We heard you: let's focus on substantive discussion

anon18632855 · September 24, 2024, 10:39pm

I hand-counted the votes in the spreadsheet immediately to the right of your screenshot, and double-checked by tallying the results from the working group reports for Llama 2, Pythia, OpenCV, and Bloom, double confirming that the results relied upon to make the recommendation to exclude training data were erroneous:

Model	Use	Study	Modify	Share	Total
Llama 2	0	2	1	0	3
Pythia	0	4	0	0	4
OpenCV	4	4	2	0	10
Bloom	2	5	3	1	11
Total	6	15	6	1	28

Furthermore, if you consolidate training and testing data (as is often the case), you’d pick up another 4 votes (DT, JL, JT, and RA), taking you into hard “Yes = Required (≥2μ votes)” territory.

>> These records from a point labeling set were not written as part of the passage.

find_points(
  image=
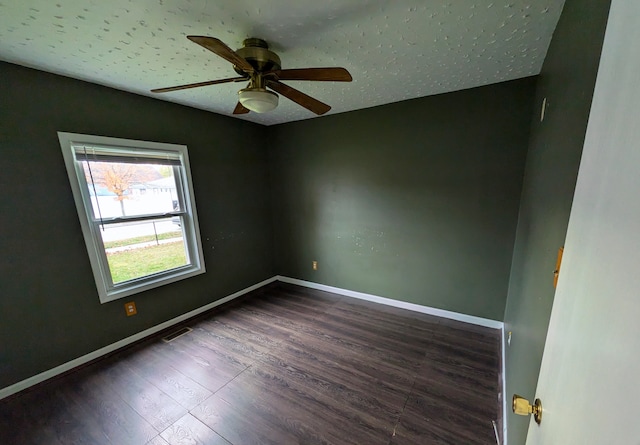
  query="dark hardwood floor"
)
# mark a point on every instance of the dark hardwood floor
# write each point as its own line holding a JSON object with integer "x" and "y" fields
{"x": 285, "y": 365}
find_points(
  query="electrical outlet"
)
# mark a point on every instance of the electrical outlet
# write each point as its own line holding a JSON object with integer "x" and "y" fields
{"x": 130, "y": 308}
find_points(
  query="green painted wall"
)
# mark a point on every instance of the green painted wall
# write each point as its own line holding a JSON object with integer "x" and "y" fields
{"x": 567, "y": 81}
{"x": 49, "y": 308}
{"x": 415, "y": 201}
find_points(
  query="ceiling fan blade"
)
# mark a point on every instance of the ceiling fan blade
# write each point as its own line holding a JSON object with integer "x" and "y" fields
{"x": 218, "y": 47}
{"x": 240, "y": 109}
{"x": 196, "y": 85}
{"x": 299, "y": 97}
{"x": 321, "y": 74}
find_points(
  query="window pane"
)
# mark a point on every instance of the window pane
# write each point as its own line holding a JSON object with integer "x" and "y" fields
{"x": 138, "y": 249}
{"x": 126, "y": 189}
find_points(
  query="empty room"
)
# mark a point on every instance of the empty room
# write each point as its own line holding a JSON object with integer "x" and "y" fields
{"x": 299, "y": 222}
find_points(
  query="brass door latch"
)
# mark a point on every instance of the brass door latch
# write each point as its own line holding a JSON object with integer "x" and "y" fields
{"x": 522, "y": 407}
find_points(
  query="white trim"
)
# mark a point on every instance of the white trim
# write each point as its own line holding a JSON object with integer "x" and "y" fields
{"x": 38, "y": 378}
{"x": 397, "y": 303}
{"x": 107, "y": 289}
{"x": 504, "y": 386}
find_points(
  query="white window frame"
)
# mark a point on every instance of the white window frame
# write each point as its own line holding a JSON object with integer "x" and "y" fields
{"x": 107, "y": 290}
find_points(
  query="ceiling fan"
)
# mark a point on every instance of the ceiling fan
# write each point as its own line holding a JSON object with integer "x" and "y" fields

For good measure I then combined and totaled the vote totals from the final reports to examine the votes by component and freedom:

I also applied the “pretty solid” statistics to see what that methodology would actually recommend (whether or not I agree with its validity — you can’t vote butter out of a pound cake and have it still function as a pound cake!):

Finally, I went back to the original raw voting data consolidated incomplete rows, flattened the votes to produce raw data, and analysed that data to create this heatmap:

As for calls for civility, here like at Wikipedia I’m careful to comment on content, not the contributor, and I have plenty of respect for those doing the work being led by @Mer . As a design thinking advocate I’m intrigued by the co-design process too.

I disagree with the results in part because they throw me and my Open Source AI project under the bus of the AI behemoths (who got a vote while we didn’t, which is like the fox guarding the henhouse), but also because voting is not an appropriate way to reach consensus on technical topics, so the technical question of what is actually required to practically protect the four freedoms remains open.

That said, the vote tallies from the final reports do actually support the inclusion of training data so I’ll respect those results provided you do too — given training, validation, and testing code scores lower but is required by the checklist, both training data sets and testing data sets should be as well. I look forward to seeing them added to the 0.0.10 draft.